I've also incldued a Unsloth implementation (which uses more efficent CUDA kernels and a PEFT LoRA) which can theoretically use a single 1xA100 to train the model. However, I'm not enitrely certain you will be able to run it successfully in conjunction with vllm without running into out of memory errors. But theoretically it should be possible.

We can however use the unsloth library to efficiently test the model, either load the model directly from your snapshot or load the LoRA adaptor if using the low-GPU setup.

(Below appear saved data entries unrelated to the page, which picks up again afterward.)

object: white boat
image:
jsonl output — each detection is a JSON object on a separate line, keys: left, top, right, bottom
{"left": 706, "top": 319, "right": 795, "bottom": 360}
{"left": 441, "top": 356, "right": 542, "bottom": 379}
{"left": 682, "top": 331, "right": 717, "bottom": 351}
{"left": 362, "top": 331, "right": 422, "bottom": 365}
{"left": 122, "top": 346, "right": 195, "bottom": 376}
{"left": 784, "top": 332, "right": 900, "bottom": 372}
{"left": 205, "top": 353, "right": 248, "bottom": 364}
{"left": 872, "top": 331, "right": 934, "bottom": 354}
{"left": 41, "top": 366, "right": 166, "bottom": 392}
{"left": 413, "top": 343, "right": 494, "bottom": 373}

from unsloth import FastLanguageModel
from vllm import SamplingParams
from prep_data import SYSTEM_PROMPT

LORA_NAME = "grpo_saved_lora"
SAMPLE_PROMPT = "Which is greater 9.10 or 9.9?"

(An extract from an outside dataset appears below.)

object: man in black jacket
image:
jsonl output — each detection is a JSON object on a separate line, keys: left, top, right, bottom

model, tokenizer = FastLanguageModel.from_pretrained(
    # model_name="meta-llama/meta-Llama-3.1-8B-Instruct",
    model_name="./outputs/Llama-3.1-8B-Reasoning",
    load_in_4bit=True,
    fast_inference=True,
    gpu_memory_utilization=0.6,
)

text = tokenizer.apply_chat_template(
    [
        {"role": "system", "content": SYSTEM_PROMPT},
        {"role": "user", "content": SAMPLE_PROMPT},
    ],
    tokenize=False,
    add_generation_prompt=True,
)

sampling_params = SamplingParams(
    temperature=0.8,
    top_p=0.95,
    max_tokens=1024,
)

output = model.fast_generate(
    text,
    sampling_params=sampling_params,
    # If using a LoRA adaptor
    # lora_request=model.load_lora(LORA_NAME),
)

answer = output[0].outputs[0].text
print(answer)

This is only a simple first pass at building the training pipeline for a small reasoning model, but it's a good start. From here you would then want to implement the subsequent RL and SFT stages to produce a full R1-like model. The full source code for this experiment is available on Github.